Cordiality established, Hall began plying the Bishop with questions about his general tastes. "Sheen said he gave the New York Times a five-minute scanning every day for foreign news, was repelled by politics and could never become interested in it ... Sheen has not seen a movie for eight years, cares little for drama, but relishes comedians like Milton Berle [who calls Sheen "Uncle Fultie"]. Sigmund Freud and Karl Marx are eminent in Sheen's hierarchy of devils. Sheen remarked that, 'I have read every single line that Karl Marx ever wrote. I took a year off to study him.' His discourse on Marx and Communism was so brilliant that the editor had the sense of looking into a machine gun firing tracer bullets."

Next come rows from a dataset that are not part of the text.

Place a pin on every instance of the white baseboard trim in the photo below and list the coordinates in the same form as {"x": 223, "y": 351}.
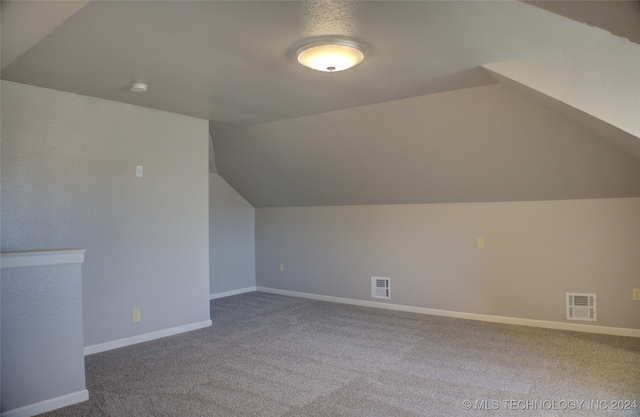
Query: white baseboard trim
{"x": 585, "y": 328}
{"x": 48, "y": 405}
{"x": 232, "y": 292}
{"x": 102, "y": 347}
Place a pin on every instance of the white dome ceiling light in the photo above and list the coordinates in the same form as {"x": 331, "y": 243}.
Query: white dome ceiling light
{"x": 330, "y": 55}
{"x": 138, "y": 88}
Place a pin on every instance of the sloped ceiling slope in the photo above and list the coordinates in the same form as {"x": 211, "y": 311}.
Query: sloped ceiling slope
{"x": 487, "y": 143}
{"x": 447, "y": 107}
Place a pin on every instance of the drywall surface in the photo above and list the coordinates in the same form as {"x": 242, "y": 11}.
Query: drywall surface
{"x": 535, "y": 252}
{"x": 42, "y": 344}
{"x": 231, "y": 238}
{"x": 610, "y": 90}
{"x": 69, "y": 180}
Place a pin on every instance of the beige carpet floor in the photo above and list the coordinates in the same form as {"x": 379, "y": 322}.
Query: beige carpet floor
{"x": 273, "y": 356}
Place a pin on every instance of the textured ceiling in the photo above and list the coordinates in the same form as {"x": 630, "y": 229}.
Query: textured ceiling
{"x": 419, "y": 121}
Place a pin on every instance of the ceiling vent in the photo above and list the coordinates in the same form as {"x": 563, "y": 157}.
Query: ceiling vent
{"x": 581, "y": 306}
{"x": 381, "y": 287}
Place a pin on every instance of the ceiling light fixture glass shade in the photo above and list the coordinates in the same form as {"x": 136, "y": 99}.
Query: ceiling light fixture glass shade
{"x": 331, "y": 55}
{"x": 138, "y": 88}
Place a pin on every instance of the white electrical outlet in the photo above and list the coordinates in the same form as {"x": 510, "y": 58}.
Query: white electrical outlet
{"x": 135, "y": 315}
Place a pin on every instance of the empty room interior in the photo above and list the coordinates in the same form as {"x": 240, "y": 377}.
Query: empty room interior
{"x": 320, "y": 208}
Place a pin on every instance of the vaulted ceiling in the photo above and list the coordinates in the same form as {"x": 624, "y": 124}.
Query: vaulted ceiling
{"x": 456, "y": 101}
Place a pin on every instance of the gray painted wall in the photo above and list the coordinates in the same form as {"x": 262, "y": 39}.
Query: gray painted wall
{"x": 231, "y": 238}
{"x": 534, "y": 253}
{"x": 69, "y": 180}
{"x": 42, "y": 355}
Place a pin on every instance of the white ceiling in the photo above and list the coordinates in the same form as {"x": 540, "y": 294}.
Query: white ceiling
{"x": 418, "y": 121}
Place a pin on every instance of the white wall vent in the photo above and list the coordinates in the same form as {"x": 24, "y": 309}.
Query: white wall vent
{"x": 381, "y": 287}
{"x": 581, "y": 306}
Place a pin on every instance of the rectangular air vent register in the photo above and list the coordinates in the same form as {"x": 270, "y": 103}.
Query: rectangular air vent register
{"x": 381, "y": 287}
{"x": 581, "y": 306}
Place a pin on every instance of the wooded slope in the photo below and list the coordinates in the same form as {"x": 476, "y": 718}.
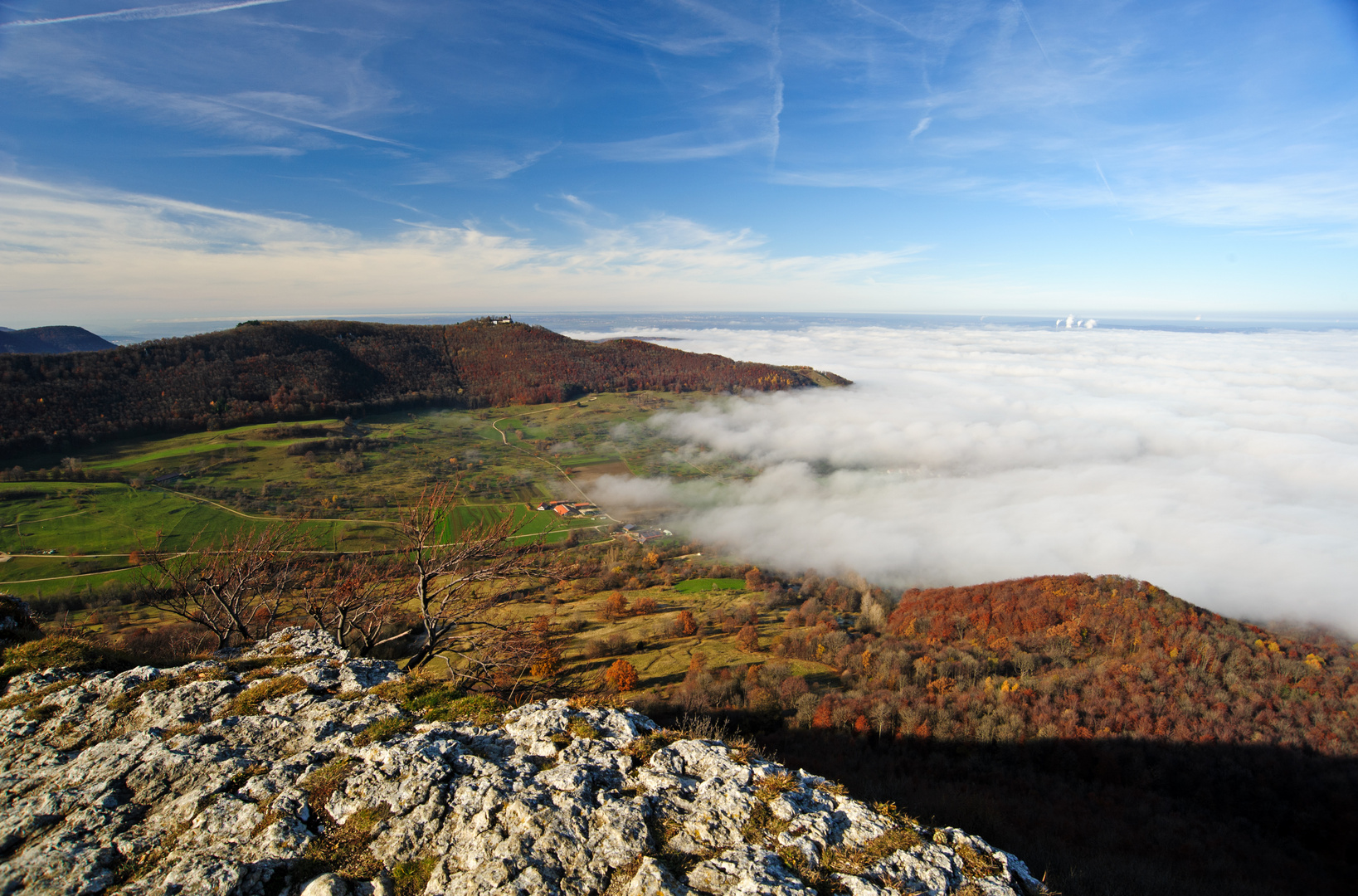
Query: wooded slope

Dashing Louis Arpels, a proprietor of the chic Manhattan jewelry house of Van Cleef & Arpels (branches: Paris, London, Newport, Cannes, etc.), is an international gadabout, but much of his fame has been reflected from his handsome wife, Helene, perennially in the headlines as one of the world's ten best-dressed women.
Last week Arpels basked in a notoriety all his own. Caparisoned in a trim salt-and-pepper sports suit and oodles of pearls, Helene paraded into a Manhattan court to tell a sordid tale of domestic dolor. Arpels had turned out to be a 24-carat gem dandy, complained Helene, who married him in 1933, but his diamonds were another girl's best friend. The other woman: "a mere nightclub singer named Juliana Larson." After acting distracted last year in France, testified Helene, Arpels announced to her that "he didn't have much time to live and wanted to spend it with Juliana." Shortly after that, Helene, idly rummaging through Arpels' pockets, discovered a shockingly tender letter written to "Lulu, my angel, my adored one." The letter was signed "J." Of Helene's testimony, Juliana snorted indignantly: "Just cheap, slanderous insinuations dreamed up by a former 'mere French mannequin.' " Meanwhile, Helene stuck to her demands: a separation decree and about $2,500-a-month permanent alimonyalmost enough to keep a girl in clothes, though certainly not in diamonds.